[Q] C-api: string|int|... construction

Duncan Booth me at privacy.net
Fri Apr 23 08:45:18 EDT 2004


"Ames Andreas (MPA/DF)" <Andreas.Ames at tenovis.com> wrote in 
news:mailman.955.1082720706.20120.python-list at python.org:

> "Fredrik Lundh" <fredrik at pythonware.com> writes:
> 
>> (but note that unless you're talking about strings in the 100+
>> megabyte range, or run on relatively old hardware, chances are that
>> you're wasting your time.  modern computers can copy things really,
>> really fast).
> 
> I'm currently wrapping some low-level C-api (FWIW, it's the ODBC api)
> and what I'm concerned about is that some api functions require a
> buffer to output (i.e. copy) a string into.  I present those buffers
> to the python users as strings created by PyString_FromString and
> friends.  So that's two copies for each call.

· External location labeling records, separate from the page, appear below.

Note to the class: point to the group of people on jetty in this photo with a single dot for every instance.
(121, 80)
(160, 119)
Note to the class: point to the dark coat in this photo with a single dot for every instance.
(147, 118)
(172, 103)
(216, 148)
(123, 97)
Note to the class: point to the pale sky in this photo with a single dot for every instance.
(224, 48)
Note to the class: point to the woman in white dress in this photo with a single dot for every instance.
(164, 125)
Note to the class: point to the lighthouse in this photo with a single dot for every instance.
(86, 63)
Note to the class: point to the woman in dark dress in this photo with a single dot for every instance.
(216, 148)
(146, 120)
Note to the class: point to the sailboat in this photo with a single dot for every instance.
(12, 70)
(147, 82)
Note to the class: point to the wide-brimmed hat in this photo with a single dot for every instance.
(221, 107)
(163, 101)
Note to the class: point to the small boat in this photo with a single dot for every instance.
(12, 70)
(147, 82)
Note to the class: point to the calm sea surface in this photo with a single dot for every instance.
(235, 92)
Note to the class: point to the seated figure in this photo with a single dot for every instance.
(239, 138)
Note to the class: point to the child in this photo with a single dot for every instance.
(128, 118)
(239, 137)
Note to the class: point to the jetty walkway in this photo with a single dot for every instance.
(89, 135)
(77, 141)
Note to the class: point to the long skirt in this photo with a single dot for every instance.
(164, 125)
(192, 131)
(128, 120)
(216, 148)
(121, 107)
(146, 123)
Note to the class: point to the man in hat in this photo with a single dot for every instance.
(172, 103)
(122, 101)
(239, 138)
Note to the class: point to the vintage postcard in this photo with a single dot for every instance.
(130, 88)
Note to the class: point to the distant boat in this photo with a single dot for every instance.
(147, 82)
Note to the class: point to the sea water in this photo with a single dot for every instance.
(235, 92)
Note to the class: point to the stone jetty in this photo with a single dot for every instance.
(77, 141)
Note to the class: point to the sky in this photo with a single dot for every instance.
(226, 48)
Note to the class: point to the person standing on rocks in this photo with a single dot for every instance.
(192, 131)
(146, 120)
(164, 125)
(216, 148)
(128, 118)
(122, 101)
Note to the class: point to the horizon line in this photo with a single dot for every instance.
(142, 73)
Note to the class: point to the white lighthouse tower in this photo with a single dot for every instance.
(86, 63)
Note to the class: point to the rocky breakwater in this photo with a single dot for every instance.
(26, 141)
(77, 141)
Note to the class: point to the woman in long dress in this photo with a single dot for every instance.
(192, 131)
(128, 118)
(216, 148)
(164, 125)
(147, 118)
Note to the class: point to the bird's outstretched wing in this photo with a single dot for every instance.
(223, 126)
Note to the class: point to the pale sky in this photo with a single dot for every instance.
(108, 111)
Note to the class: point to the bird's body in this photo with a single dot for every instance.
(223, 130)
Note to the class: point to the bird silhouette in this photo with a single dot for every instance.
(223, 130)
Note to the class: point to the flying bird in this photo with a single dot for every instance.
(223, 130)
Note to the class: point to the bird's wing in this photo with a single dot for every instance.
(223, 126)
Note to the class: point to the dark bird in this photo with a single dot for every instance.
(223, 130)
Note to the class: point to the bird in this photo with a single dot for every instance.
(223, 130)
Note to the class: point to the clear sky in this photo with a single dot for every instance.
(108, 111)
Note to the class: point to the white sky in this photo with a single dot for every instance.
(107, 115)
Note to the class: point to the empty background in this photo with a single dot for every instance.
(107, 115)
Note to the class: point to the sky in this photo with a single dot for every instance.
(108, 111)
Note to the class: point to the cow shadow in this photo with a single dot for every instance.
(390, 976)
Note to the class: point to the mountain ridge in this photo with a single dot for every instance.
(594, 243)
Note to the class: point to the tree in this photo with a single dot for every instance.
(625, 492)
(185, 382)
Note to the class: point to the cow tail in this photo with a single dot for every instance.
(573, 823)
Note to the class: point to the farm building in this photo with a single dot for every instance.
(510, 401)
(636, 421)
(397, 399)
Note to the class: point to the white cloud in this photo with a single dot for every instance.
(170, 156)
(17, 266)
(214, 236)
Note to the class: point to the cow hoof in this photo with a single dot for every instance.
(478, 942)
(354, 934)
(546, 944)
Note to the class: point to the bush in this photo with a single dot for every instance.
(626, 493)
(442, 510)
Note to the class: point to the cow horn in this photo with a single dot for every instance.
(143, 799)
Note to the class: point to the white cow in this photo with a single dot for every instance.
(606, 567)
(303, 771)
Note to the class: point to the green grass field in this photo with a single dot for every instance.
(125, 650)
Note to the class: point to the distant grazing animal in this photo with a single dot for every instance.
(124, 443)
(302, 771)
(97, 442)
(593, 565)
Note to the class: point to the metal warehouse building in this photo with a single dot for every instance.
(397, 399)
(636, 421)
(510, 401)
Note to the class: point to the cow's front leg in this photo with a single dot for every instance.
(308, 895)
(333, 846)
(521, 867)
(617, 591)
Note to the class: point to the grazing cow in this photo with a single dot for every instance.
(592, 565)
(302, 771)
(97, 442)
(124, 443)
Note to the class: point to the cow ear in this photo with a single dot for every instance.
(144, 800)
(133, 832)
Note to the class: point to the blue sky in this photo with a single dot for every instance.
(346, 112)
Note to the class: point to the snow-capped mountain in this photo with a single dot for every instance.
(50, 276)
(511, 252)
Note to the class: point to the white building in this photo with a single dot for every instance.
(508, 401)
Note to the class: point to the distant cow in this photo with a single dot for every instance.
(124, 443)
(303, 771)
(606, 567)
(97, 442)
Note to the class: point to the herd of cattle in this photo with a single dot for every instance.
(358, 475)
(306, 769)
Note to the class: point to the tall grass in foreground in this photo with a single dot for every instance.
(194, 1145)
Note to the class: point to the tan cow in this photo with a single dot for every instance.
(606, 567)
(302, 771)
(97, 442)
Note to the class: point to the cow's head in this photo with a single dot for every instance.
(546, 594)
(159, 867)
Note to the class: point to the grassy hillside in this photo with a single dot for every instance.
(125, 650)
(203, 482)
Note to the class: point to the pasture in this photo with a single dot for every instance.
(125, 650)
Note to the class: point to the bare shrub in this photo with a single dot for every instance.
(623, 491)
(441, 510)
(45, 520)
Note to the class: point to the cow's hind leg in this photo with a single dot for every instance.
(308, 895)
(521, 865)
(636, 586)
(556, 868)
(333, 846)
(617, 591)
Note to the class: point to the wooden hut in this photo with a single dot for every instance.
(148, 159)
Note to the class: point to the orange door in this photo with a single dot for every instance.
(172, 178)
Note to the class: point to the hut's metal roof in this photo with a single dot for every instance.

Why are you wrapping the ODBC api instead of using one of the existing 
wrappings?

> 
> As this is a database access api looong strings are quite possible.
> 
> To make things worse there are many microsoftisms in the api (which
> isn't surprising as ODBC was specified by MS).  One such microsoftism
> is that the caller is responsible to prepare a buffer for string
> output from api functions without being able to determine the required
> length of that buffer ahead of the api call.  My strategy of
> mitigation is here to always specify a fixed length buffer which is
> relatively large (say like 1024 bytes or something) in the

Sorry, I thought you said large. 1024 bytes isn't large.

> first call.  Only if this buffer is too short (and the api function
> has returned the required length) I dynamically allocate a second
> buffer and call the api again.  Together with the final
> PyString_FromString these are three copies of a long string in the
> worst case which is sort of ugly, as far as I am concerned.
> 
Use PyString_FromStringAndSize(NULL, size) to create a new Python string 
with an empty buffer, then PyString_AsString(s) to get a pointer to the 
buffer. Pass that to your C api, then call _PyString_Resize to set the 
length correctly.

> How is the lack of a PyString_FROM_STRING (i.e. construction of a
> python string object from a C string or a char pointer plus size
> without copy) motivated?
> 
Python has to control the lifetime of the buffer. By copying into its own 
buffer it avoids issues over ownership.